La recette que Washington recherche

 

Alliant la polyvalence d’un Jarod et la facilité vocale que peut avoir Hamza, Kekra propose à travers ses sons une déferlante de sonorités. Un flow pourvu de multiples facettes, rendant le produit très dense.

Le rappeur se balade sur l’instru, et y impose sa rythmique. Décousu mais fluide, son flow devient alors hypnotique, en plus d’être modulable : « Je change de flow comme je change de pe-sa ». De ce fait, il évite toute éventuelle monotonie. Tant les morceaux peuvent être asymétriques.

Au niveau des lyrics, on remarque une accumulation d’épiphores. De multiples répétitions appuyées par le ratio élevé de refrain. Heureusement, cette facilité d’écriture (qu’on peut nuancer compte tenu de l’offre gratifiante de punch) ne parvient jamais à galvauder ses propos.

Après quatre projets en une année, il démontre également sa générosité dans la proposition de contenu. Générosité qui se poursuit en vidéo. Peu avare en la matière, la relève des Hauts-de-Seine enchaîne les clips, dont certains sont issus de morceaux (ou freestyles) inédits.

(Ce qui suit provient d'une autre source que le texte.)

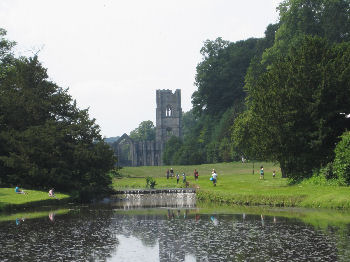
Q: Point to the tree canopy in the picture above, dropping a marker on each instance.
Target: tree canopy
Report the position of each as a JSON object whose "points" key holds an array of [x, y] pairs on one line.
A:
{"points": [[45, 140]]}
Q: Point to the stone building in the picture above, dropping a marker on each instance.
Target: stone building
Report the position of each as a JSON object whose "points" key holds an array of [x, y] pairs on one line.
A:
{"points": [[168, 124]]}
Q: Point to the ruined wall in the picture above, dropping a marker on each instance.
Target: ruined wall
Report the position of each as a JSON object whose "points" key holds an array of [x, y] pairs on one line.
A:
{"points": [[168, 124]]}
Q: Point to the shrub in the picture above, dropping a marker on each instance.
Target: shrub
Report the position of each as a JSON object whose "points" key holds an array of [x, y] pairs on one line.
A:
{"points": [[341, 166]]}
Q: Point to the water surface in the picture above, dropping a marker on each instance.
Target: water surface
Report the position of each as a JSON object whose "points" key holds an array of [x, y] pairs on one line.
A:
{"points": [[118, 232]]}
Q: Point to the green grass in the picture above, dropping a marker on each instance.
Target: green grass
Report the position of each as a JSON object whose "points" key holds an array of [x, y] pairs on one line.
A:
{"points": [[32, 215], [8, 198], [237, 185]]}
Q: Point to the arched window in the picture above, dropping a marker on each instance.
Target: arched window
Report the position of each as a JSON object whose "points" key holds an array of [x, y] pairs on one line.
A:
{"points": [[169, 111], [169, 131]]}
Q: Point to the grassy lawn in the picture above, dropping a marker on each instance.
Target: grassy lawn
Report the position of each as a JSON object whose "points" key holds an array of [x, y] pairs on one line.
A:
{"points": [[9, 197], [237, 185]]}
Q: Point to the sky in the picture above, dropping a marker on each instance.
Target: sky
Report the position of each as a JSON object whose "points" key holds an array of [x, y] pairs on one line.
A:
{"points": [[114, 54]]}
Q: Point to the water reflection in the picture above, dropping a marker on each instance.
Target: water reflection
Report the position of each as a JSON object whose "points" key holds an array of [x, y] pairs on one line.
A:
{"points": [[168, 234]]}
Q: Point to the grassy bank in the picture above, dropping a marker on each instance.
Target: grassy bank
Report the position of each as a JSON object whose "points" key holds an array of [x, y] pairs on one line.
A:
{"points": [[237, 185], [10, 200]]}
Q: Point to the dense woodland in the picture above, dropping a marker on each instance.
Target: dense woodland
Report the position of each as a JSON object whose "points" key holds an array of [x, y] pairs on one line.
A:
{"points": [[45, 140], [283, 98]]}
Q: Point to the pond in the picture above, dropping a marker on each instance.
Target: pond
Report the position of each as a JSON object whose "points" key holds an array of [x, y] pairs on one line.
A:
{"points": [[147, 230]]}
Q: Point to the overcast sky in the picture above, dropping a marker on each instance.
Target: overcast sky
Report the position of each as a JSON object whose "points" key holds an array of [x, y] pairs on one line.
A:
{"points": [[113, 55]]}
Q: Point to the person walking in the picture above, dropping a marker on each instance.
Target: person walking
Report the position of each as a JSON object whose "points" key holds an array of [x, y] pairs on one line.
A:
{"points": [[214, 177], [195, 174], [261, 172]]}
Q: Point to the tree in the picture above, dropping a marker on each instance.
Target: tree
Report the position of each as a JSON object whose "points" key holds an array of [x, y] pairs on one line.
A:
{"points": [[220, 76], [297, 108], [323, 18], [46, 141], [144, 132]]}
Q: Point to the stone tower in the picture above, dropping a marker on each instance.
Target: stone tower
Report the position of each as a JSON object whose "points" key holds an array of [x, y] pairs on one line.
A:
{"points": [[168, 117]]}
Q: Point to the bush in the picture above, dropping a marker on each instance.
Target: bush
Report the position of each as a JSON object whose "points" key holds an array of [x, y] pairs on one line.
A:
{"points": [[341, 166]]}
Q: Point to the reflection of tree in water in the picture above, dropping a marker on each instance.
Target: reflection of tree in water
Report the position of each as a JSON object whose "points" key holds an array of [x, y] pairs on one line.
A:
{"points": [[92, 236], [232, 239], [343, 241], [81, 237]]}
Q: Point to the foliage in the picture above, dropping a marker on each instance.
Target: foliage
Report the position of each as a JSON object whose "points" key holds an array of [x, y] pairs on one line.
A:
{"points": [[324, 18], [46, 141], [146, 131], [220, 76], [298, 107], [115, 173], [33, 197], [150, 182], [341, 166]]}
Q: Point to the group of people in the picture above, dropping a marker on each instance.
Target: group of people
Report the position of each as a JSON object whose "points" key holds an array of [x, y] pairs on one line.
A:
{"points": [[20, 191], [262, 173], [170, 174]]}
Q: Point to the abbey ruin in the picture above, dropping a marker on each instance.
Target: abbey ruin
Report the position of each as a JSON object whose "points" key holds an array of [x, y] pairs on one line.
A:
{"points": [[168, 124]]}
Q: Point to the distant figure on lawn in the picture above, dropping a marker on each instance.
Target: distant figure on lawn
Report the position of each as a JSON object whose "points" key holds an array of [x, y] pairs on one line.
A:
{"points": [[19, 191], [214, 177], [52, 193], [195, 174], [261, 172]]}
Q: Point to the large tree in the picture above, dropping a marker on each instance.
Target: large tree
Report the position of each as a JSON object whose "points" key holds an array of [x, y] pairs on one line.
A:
{"points": [[45, 140], [220, 76], [298, 108]]}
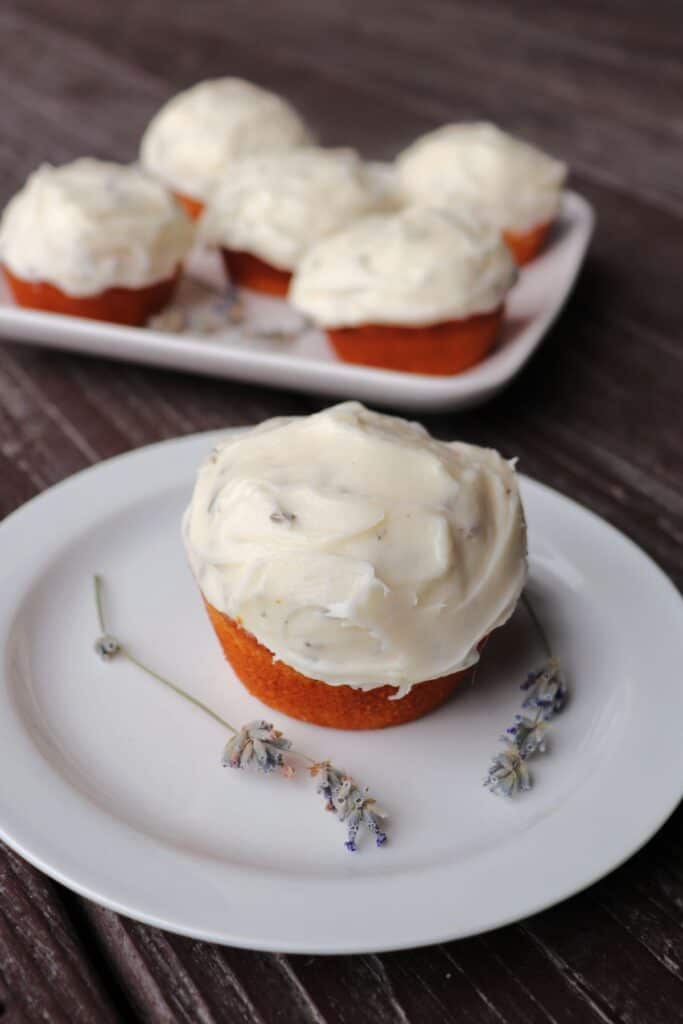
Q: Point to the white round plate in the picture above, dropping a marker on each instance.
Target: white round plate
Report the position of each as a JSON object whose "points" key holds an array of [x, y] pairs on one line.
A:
{"points": [[113, 785]]}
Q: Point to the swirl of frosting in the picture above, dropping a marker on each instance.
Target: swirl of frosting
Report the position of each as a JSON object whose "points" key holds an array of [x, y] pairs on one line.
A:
{"points": [[417, 266], [196, 136], [356, 548], [276, 206], [511, 183], [92, 224]]}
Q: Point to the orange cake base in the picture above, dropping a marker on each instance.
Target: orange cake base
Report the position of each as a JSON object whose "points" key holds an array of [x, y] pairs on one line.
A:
{"points": [[338, 707], [441, 348], [526, 245], [193, 207], [247, 270], [119, 305]]}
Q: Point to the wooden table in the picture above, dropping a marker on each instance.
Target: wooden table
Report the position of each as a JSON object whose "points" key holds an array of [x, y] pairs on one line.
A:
{"points": [[595, 415]]}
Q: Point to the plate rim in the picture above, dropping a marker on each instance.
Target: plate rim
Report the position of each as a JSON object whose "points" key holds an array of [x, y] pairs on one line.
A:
{"points": [[224, 936]]}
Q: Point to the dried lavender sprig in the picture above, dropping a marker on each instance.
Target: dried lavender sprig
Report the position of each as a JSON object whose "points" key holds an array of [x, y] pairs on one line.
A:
{"points": [[260, 745], [547, 693], [350, 803]]}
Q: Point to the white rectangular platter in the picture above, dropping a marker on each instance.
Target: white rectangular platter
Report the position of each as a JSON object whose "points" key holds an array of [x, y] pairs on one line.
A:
{"points": [[268, 343]]}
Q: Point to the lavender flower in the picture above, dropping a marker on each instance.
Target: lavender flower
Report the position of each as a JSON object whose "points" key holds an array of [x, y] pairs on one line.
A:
{"points": [[546, 696], [527, 733], [256, 743], [350, 803], [107, 647], [261, 745], [547, 689], [508, 774]]}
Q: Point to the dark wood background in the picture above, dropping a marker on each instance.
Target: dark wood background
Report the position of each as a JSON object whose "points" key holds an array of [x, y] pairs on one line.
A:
{"points": [[597, 414]]}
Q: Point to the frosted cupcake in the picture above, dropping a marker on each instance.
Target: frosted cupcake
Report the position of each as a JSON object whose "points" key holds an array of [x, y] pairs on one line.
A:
{"points": [[93, 239], [269, 210], [420, 290], [514, 185], [351, 565], [193, 141]]}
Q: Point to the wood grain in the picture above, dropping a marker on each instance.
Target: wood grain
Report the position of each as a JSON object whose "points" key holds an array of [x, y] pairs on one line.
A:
{"points": [[597, 414]]}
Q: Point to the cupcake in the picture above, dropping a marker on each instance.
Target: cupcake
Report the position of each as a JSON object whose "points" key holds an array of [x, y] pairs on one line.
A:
{"points": [[193, 141], [269, 210], [351, 565], [512, 184], [93, 239], [418, 290]]}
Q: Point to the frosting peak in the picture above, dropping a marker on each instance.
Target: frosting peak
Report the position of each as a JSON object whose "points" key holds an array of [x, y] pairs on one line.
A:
{"points": [[513, 184], [91, 225], [275, 206], [415, 267], [191, 141], [356, 548]]}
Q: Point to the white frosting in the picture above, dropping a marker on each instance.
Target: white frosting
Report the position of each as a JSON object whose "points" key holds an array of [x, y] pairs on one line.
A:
{"points": [[193, 140], [90, 225], [513, 184], [417, 266], [275, 207], [356, 548]]}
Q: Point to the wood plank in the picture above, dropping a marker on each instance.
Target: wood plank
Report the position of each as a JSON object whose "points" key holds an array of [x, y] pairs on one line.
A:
{"points": [[45, 973]]}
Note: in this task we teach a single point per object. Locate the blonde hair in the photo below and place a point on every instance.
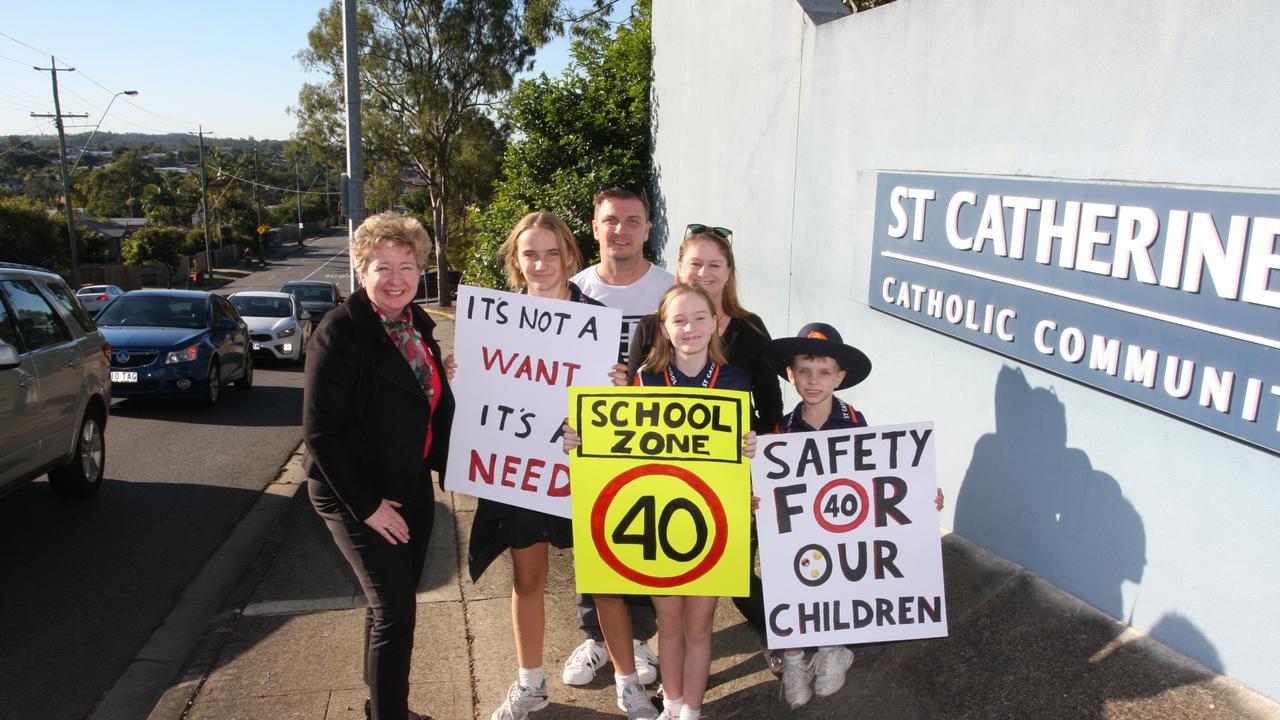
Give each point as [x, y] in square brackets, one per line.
[389, 228]
[728, 296]
[570, 254]
[663, 351]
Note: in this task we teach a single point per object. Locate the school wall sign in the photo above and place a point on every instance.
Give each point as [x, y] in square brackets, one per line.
[1165, 296]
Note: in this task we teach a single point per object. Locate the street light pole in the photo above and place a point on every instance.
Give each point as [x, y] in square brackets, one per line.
[204, 200]
[81, 156]
[62, 154]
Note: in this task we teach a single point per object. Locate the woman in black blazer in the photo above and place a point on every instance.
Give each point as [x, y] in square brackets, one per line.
[376, 415]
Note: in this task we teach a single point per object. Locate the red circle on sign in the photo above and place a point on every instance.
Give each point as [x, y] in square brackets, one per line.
[844, 528]
[606, 499]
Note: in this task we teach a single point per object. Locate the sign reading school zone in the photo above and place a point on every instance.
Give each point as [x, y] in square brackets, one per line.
[661, 491]
[516, 356]
[849, 536]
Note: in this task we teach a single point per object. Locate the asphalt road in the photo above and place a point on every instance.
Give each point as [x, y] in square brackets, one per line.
[85, 583]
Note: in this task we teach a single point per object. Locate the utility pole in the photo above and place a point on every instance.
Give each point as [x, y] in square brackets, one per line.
[355, 190]
[297, 186]
[204, 201]
[62, 154]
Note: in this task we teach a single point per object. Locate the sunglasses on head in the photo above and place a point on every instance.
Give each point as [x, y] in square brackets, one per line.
[695, 228]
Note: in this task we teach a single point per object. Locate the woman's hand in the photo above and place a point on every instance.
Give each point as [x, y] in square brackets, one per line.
[389, 523]
[572, 441]
[618, 374]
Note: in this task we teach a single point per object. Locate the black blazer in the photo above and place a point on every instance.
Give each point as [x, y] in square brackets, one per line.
[743, 340]
[364, 414]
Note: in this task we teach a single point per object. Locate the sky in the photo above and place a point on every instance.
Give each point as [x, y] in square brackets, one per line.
[232, 71]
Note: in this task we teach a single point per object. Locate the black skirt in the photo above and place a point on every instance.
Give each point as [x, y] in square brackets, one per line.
[498, 527]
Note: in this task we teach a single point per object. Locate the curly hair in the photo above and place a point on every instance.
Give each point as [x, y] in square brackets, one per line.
[389, 228]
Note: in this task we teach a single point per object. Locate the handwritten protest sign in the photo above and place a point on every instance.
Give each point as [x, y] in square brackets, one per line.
[516, 356]
[661, 491]
[849, 536]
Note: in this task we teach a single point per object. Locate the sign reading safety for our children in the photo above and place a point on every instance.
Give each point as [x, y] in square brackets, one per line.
[849, 536]
[516, 356]
[662, 493]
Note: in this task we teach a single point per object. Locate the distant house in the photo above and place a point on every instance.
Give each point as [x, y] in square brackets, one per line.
[112, 231]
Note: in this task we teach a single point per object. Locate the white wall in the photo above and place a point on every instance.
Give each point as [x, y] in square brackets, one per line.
[777, 128]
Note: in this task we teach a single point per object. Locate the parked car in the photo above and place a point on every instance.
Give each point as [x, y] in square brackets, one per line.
[316, 296]
[94, 297]
[54, 384]
[278, 326]
[176, 343]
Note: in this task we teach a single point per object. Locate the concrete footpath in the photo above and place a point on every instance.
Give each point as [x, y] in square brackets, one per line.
[287, 646]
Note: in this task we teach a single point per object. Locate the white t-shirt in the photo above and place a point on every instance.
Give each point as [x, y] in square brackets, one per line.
[635, 300]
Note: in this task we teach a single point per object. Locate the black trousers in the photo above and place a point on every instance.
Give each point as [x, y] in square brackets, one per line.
[388, 574]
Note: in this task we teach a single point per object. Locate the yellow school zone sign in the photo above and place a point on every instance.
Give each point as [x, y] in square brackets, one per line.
[662, 493]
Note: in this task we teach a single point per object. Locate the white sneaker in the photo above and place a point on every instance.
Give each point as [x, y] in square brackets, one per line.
[795, 683]
[647, 662]
[830, 665]
[581, 665]
[634, 701]
[521, 701]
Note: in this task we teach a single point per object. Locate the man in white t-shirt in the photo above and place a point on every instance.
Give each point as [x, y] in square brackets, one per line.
[624, 278]
[626, 281]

Pour le reste, on sent l’envie de jouer des codes émergeants. De ce fait, l’usage du vocodeur va de soi. Plus présent sur ses derniers projets, le procédé amène un surplus d’extravagance. De même, pour ses apparitions sur clip. Un charisme détonnant, qui donne lieu à un véritable monopole de l’espace scénique. Le tout poussé par l’utilisation fréquente d’égotrip. Le personnage déambule, se pavane, et discrédite la concurrence : « Le produit d’en face est coupé et esquinte les yenclis ».

 


 

Transe, puis dépendance

 

Aujourd’hui, la dose a eu le temps de faire effet et le public semble contaminé. Le rookie a mûri et a pris du level. Il est désormais prêt à casser des culsLoin de vouloir lever le pied : « On vi-ser jusqu’à l’OD ». Kekra compte faire durer son bizness tant qu’il peut.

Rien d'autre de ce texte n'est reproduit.